An antagonistic Super Set is one that combines biceps with triceps. 

You would then do a bicep exercise such as standing barbell curls followed by a triceps exercise such as triceps pushdowns or vice versa. This will make one “Super Set”. 

Then, you would rest for a few minutes before moving on to the next set. This will save you time and make your muscles work harder. It will also give you an amazing pump through your arms.

These are the best muscle groups for Antagonist Muscle Super Sets.

Super Set for Pre-Exhaust

Pre-exhaust Super Sets focus on one muscle group at a time. First, you do an isolation exercise and then move on to a compound exercise. There is no need to rest between sets. This is a great way for you to build your stubborn muscles groups.

Let’s take, for example, your chest muscles aren’t growing well. If this is the case, your chest muscles may not be working properly when you do chest exercises such as the bench press. This problem can be solved by starting with an isolation exercise first to pre-exhaust your pecs before you move on to the compound exercises.

You could begin with a set pec deck flys and then proceed to a set barbell bench presses. This will make one “Super Set”. Then, you would rest for a few minutes before moving on to the next set.

Super Set for Pre-Exhaust

Before you can move on to the bench presses, the pec deck flys will pump, isolate, and pre-exhaust all your pecs. This compound pressing exercise not only works your chest but also brings your shoulders and triceps into play.

These are some great examples of Pre-Exhaust super sets


Side lateral dumbbell raises + shoulder press with barbell


Pec deck Fly + Bench Press


preacher curls + standing barbell curls


triceps push downs + close grip bench press


Leg extensions + squats

Super Set for Post-Exhaust

Try These Supersets to Gain Lean Mass Quickly in No Time!!

The post-exhaust Super Set is another type of super setting. This is the exact opposite of the pre-exhaust Super Set. Instead of starting with an isolation move and ending with a compound movement, you can start with the compound move first. Start with the compound move and end with the isolation move.
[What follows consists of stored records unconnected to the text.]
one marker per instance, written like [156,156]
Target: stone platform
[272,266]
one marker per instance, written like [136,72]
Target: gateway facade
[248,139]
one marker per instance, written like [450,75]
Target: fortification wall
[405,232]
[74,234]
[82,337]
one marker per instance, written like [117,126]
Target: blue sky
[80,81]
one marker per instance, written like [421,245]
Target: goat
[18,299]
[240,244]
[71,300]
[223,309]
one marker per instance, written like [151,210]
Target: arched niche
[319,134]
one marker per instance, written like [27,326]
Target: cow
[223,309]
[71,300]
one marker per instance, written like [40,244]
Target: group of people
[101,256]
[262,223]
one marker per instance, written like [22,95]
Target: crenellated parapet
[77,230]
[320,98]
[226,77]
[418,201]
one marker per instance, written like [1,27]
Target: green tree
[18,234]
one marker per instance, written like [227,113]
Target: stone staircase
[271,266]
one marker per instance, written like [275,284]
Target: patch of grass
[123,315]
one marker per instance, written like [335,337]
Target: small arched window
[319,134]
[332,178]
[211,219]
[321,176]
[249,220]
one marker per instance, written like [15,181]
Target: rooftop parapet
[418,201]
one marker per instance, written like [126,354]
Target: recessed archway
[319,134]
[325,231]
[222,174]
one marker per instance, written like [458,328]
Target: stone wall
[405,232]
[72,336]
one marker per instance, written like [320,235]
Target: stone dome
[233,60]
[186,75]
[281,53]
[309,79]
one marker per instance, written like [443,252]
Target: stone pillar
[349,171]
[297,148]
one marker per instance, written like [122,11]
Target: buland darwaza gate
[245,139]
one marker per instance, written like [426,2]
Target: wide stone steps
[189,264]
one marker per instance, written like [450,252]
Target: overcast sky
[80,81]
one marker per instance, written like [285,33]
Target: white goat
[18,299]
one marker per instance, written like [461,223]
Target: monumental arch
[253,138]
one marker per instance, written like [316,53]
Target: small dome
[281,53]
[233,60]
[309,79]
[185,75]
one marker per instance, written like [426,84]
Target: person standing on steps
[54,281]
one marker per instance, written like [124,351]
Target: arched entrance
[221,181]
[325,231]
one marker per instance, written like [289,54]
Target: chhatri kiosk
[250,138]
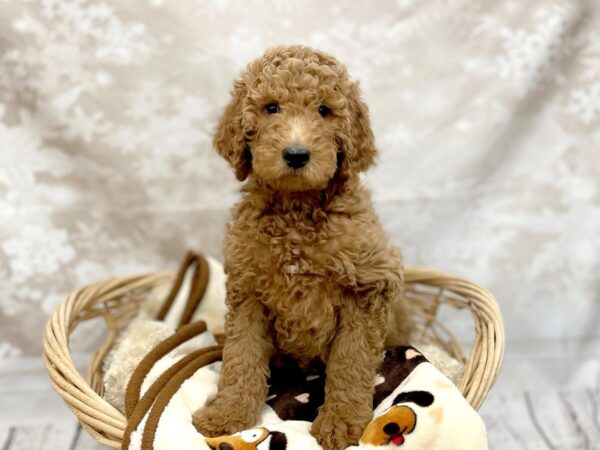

While this will still work the targeted muscle, it will allow you to lift heavier weights for the compound exercise since your target muscle group isn’t yet pre-exhausted. There are pros and cons to each method, so don’t think one is better than the other. You could do both pre-exhaust and post-exhaust Super Sets for several weeks to reap the benefits.

Staggered Super Set

Super Sets can be used to pair up completely unrelated muscle groups. It’s also a great way for you to sneak in extra training for those hard-to-grow muscle groups. Let’s take, for example, your calves. You can add calve training to your workouts by super setting in calve raises along with other body parts

You could add a few calve raises to your chest exercise, for example. After you have completed a set bench press, do a quick set of calve lifts. Rest for a few minutes, then go back to it and do another set. This would be a Staggered Super Set.

The same could be done with your abs. You can also add a few crunches or leg raises to your routine.

Stagger Super Sets are best for smaller muscle groups like abs, calves, and forearms. Because the deadlift is a very demanding exercise, you wouldn’t want your routine to include a staggering set of deadlifts. You could also do calve raises and crunches or wrist curls while doing any other exercise

Remember, the best thing you can do for your body is to give it enough time (at least 2 days) to recover before training each muscle group again. So when you do your supersets, focus on making the weights heavy enough so that your body can handle as much stress as possible.

You also want to make sure that your sets/ reps/doses are heavy enough to be effective. Remember, supersets are only effective when used in your entire workout. So don’t neglect them when planning your next workout!


Super sets are very effective. Try one of these Super Sets in your next workout. Leave a comment below to let me know how it goes for you!

You’ll be amazed at how they increase the intensity of your training and stimulate new muscle growth.